A juíza Ana Carolina Rauen Lopes, do 1º Tribunal do Júri de Belo Horizonte, voltou a negar, na manhã desta quinta-feira (4), o pedido de prisão preventiva dos dois homens, de 22 e 27 anos, investigados pela agressão que resultou na morte de Alice Martins Alves, mulher trans de 33 anos, no mês de novembro. A nova decisão rejeita o recurso apresentado pelo Ministério Público de Minas Gerais (MPMG) e determina o envio do processo ao Tribunal de Justiça, que dará a palavra final sobre a necessidade da prisão.
Na manifestação emitida hoje, a magistrada reafirmou o entendimento que já havia sido exposto em 17 de novembro: segundo ela, ainda não há clareza suficiente sobre a atuação individual de cada suspeito, o que exige aprofundamento das investigações antes de uma medida tão gravosa. A juíza destacou que os argumentos apresentados pelo Ministério Público não foram capazes de modificar os fundamentos da decisão original.
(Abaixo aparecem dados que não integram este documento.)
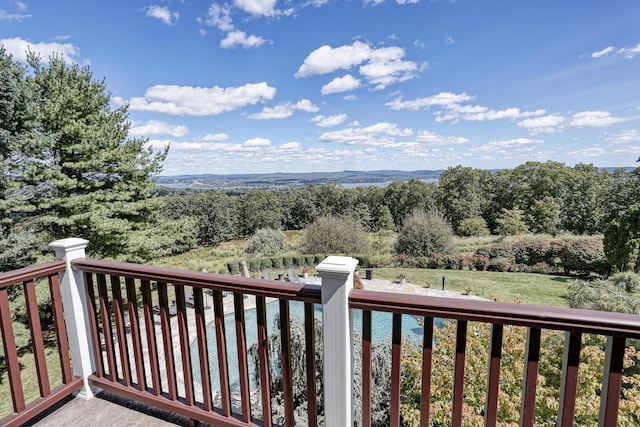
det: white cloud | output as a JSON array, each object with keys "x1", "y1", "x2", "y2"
[
  {"x1": 414, "y1": 130, "x2": 468, "y2": 145},
  {"x1": 618, "y1": 43, "x2": 640, "y2": 59},
  {"x1": 0, "y1": 37, "x2": 80, "y2": 64},
  {"x1": 319, "y1": 122, "x2": 413, "y2": 145},
  {"x1": 128, "y1": 82, "x2": 276, "y2": 116},
  {"x1": 591, "y1": 46, "x2": 615, "y2": 58},
  {"x1": 296, "y1": 40, "x2": 421, "y2": 89},
  {"x1": 472, "y1": 138, "x2": 543, "y2": 153},
  {"x1": 437, "y1": 105, "x2": 545, "y2": 122},
  {"x1": 607, "y1": 129, "x2": 640, "y2": 144},
  {"x1": 445, "y1": 36, "x2": 455, "y2": 45},
  {"x1": 201, "y1": 133, "x2": 230, "y2": 142},
  {"x1": 145, "y1": 5, "x2": 179, "y2": 26},
  {"x1": 569, "y1": 147, "x2": 606, "y2": 157},
  {"x1": 321, "y1": 74, "x2": 361, "y2": 95},
  {"x1": 296, "y1": 41, "x2": 372, "y2": 77},
  {"x1": 568, "y1": 111, "x2": 627, "y2": 127},
  {"x1": 248, "y1": 99, "x2": 319, "y2": 119},
  {"x1": 235, "y1": 0, "x2": 278, "y2": 17},
  {"x1": 517, "y1": 115, "x2": 565, "y2": 134},
  {"x1": 311, "y1": 114, "x2": 348, "y2": 127},
  {"x1": 220, "y1": 30, "x2": 266, "y2": 48},
  {"x1": 386, "y1": 92, "x2": 474, "y2": 110},
  {"x1": 244, "y1": 137, "x2": 271, "y2": 146},
  {"x1": 591, "y1": 43, "x2": 640, "y2": 59},
  {"x1": 206, "y1": 3, "x2": 234, "y2": 31},
  {"x1": 129, "y1": 120, "x2": 189, "y2": 137},
  {"x1": 0, "y1": 9, "x2": 30, "y2": 21}
]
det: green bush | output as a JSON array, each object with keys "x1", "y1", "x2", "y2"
[
  {"x1": 227, "y1": 260, "x2": 241, "y2": 275},
  {"x1": 246, "y1": 228, "x2": 290, "y2": 256},
  {"x1": 305, "y1": 254, "x2": 316, "y2": 266},
  {"x1": 559, "y1": 238, "x2": 609, "y2": 276},
  {"x1": 300, "y1": 216, "x2": 372, "y2": 255},
  {"x1": 271, "y1": 256, "x2": 284, "y2": 269},
  {"x1": 260, "y1": 257, "x2": 273, "y2": 270},
  {"x1": 248, "y1": 258, "x2": 262, "y2": 272},
  {"x1": 294, "y1": 255, "x2": 306, "y2": 267},
  {"x1": 457, "y1": 217, "x2": 490, "y2": 237},
  {"x1": 474, "y1": 242, "x2": 516, "y2": 264},
  {"x1": 487, "y1": 257, "x2": 513, "y2": 272},
  {"x1": 395, "y1": 211, "x2": 456, "y2": 258},
  {"x1": 282, "y1": 255, "x2": 293, "y2": 268}
]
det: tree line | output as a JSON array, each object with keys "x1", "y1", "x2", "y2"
[{"x1": 162, "y1": 162, "x2": 640, "y2": 245}]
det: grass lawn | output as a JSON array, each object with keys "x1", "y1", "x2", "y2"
[{"x1": 364, "y1": 267, "x2": 571, "y2": 307}]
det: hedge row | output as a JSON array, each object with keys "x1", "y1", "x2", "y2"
[
  {"x1": 227, "y1": 253, "x2": 326, "y2": 274},
  {"x1": 473, "y1": 237, "x2": 609, "y2": 276}
]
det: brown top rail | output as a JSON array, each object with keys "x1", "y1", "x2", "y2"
[
  {"x1": 0, "y1": 260, "x2": 66, "y2": 290},
  {"x1": 350, "y1": 289, "x2": 640, "y2": 339},
  {"x1": 72, "y1": 258, "x2": 322, "y2": 303}
]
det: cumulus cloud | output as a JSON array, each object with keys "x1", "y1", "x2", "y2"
[
  {"x1": 472, "y1": 138, "x2": 543, "y2": 153},
  {"x1": 517, "y1": 115, "x2": 565, "y2": 134},
  {"x1": 129, "y1": 120, "x2": 189, "y2": 138},
  {"x1": 296, "y1": 40, "x2": 422, "y2": 90},
  {"x1": 319, "y1": 122, "x2": 413, "y2": 145},
  {"x1": 220, "y1": 30, "x2": 266, "y2": 48},
  {"x1": 0, "y1": 37, "x2": 80, "y2": 63},
  {"x1": 569, "y1": 147, "x2": 606, "y2": 157},
  {"x1": 386, "y1": 92, "x2": 474, "y2": 110},
  {"x1": 415, "y1": 130, "x2": 468, "y2": 145},
  {"x1": 568, "y1": 111, "x2": 627, "y2": 127},
  {"x1": 387, "y1": 91, "x2": 544, "y2": 123},
  {"x1": 607, "y1": 129, "x2": 640, "y2": 144},
  {"x1": 206, "y1": 3, "x2": 234, "y2": 31},
  {"x1": 248, "y1": 99, "x2": 319, "y2": 119},
  {"x1": 311, "y1": 114, "x2": 348, "y2": 127},
  {"x1": 128, "y1": 82, "x2": 276, "y2": 116},
  {"x1": 618, "y1": 43, "x2": 640, "y2": 58},
  {"x1": 145, "y1": 5, "x2": 179, "y2": 26},
  {"x1": 321, "y1": 74, "x2": 361, "y2": 95},
  {"x1": 235, "y1": 0, "x2": 278, "y2": 17}
]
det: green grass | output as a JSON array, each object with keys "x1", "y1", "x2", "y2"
[
  {"x1": 361, "y1": 267, "x2": 571, "y2": 307},
  {"x1": 0, "y1": 344, "x2": 64, "y2": 419}
]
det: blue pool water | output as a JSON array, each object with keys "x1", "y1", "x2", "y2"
[{"x1": 189, "y1": 300, "x2": 431, "y2": 394}]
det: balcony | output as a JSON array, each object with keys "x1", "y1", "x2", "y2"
[{"x1": 1, "y1": 238, "x2": 640, "y2": 426}]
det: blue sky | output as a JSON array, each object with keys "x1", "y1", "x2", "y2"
[{"x1": 1, "y1": 0, "x2": 639, "y2": 175}]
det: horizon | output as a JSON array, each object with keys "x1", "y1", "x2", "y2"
[{"x1": 1, "y1": 1, "x2": 639, "y2": 175}]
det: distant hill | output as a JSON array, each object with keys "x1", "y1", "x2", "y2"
[
  {"x1": 157, "y1": 166, "x2": 636, "y2": 190},
  {"x1": 157, "y1": 170, "x2": 444, "y2": 190}
]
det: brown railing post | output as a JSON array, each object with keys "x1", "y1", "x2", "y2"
[
  {"x1": 49, "y1": 238, "x2": 97, "y2": 399},
  {"x1": 317, "y1": 256, "x2": 359, "y2": 427}
]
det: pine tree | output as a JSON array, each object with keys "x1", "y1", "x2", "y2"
[{"x1": 16, "y1": 54, "x2": 175, "y2": 262}]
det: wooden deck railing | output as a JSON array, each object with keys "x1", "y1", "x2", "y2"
[
  {"x1": 0, "y1": 261, "x2": 83, "y2": 427},
  {"x1": 2, "y1": 238, "x2": 640, "y2": 427},
  {"x1": 350, "y1": 289, "x2": 640, "y2": 427}
]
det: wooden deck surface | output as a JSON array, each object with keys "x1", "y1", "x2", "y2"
[{"x1": 25, "y1": 391, "x2": 196, "y2": 427}]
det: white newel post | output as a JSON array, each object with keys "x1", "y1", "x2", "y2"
[
  {"x1": 49, "y1": 238, "x2": 97, "y2": 400},
  {"x1": 317, "y1": 256, "x2": 359, "y2": 427}
]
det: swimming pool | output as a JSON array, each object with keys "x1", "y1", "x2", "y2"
[{"x1": 189, "y1": 300, "x2": 432, "y2": 394}]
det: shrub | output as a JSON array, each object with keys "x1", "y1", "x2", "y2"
[
  {"x1": 294, "y1": 255, "x2": 307, "y2": 267},
  {"x1": 248, "y1": 258, "x2": 261, "y2": 272},
  {"x1": 271, "y1": 256, "x2": 284, "y2": 269},
  {"x1": 457, "y1": 217, "x2": 490, "y2": 237},
  {"x1": 394, "y1": 253, "x2": 419, "y2": 268},
  {"x1": 300, "y1": 216, "x2": 372, "y2": 255},
  {"x1": 305, "y1": 254, "x2": 316, "y2": 266},
  {"x1": 395, "y1": 211, "x2": 456, "y2": 258},
  {"x1": 282, "y1": 255, "x2": 293, "y2": 268},
  {"x1": 246, "y1": 228, "x2": 290, "y2": 256},
  {"x1": 260, "y1": 257, "x2": 273, "y2": 270},
  {"x1": 487, "y1": 257, "x2": 512, "y2": 272},
  {"x1": 470, "y1": 255, "x2": 489, "y2": 271},
  {"x1": 559, "y1": 238, "x2": 609, "y2": 276},
  {"x1": 474, "y1": 242, "x2": 516, "y2": 264},
  {"x1": 227, "y1": 260, "x2": 241, "y2": 275}
]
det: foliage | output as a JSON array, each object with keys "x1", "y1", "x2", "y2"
[
  {"x1": 401, "y1": 320, "x2": 640, "y2": 426},
  {"x1": 559, "y1": 238, "x2": 609, "y2": 276},
  {"x1": 300, "y1": 216, "x2": 372, "y2": 255},
  {"x1": 247, "y1": 312, "x2": 393, "y2": 427},
  {"x1": 567, "y1": 272, "x2": 640, "y2": 314},
  {"x1": 395, "y1": 210, "x2": 456, "y2": 258},
  {"x1": 456, "y1": 217, "x2": 490, "y2": 237},
  {"x1": 246, "y1": 228, "x2": 290, "y2": 256},
  {"x1": 603, "y1": 206, "x2": 640, "y2": 273},
  {"x1": 527, "y1": 196, "x2": 561, "y2": 235},
  {"x1": 436, "y1": 166, "x2": 492, "y2": 232},
  {"x1": 239, "y1": 190, "x2": 284, "y2": 236},
  {"x1": 495, "y1": 207, "x2": 529, "y2": 235},
  {"x1": 384, "y1": 180, "x2": 438, "y2": 228}
]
O MPMG havia recorrido após a primeira negativa da prisão, acatando o pedido da delegada responsável pelo inquérito. Para a policial, havia elementos que indicavam o crime de lesão corporal seguida de morte, além de um contexto de transfobia que poderia caracterizar feminicídio.
Relembre o caso
De acordo com as investigações, Alice esteve no bar Rei do Pastel, na região Centro-Sul de Belo Horizonte, em 23 de outubro. Sozinha, ela enviou uma foto ao pai informando que estava bem e, cerca de 40 minutos depois, deixou o local sem pagar uma conta de R$ 22. Dois garçons saíram atrás dela após perceberem o não pagamento.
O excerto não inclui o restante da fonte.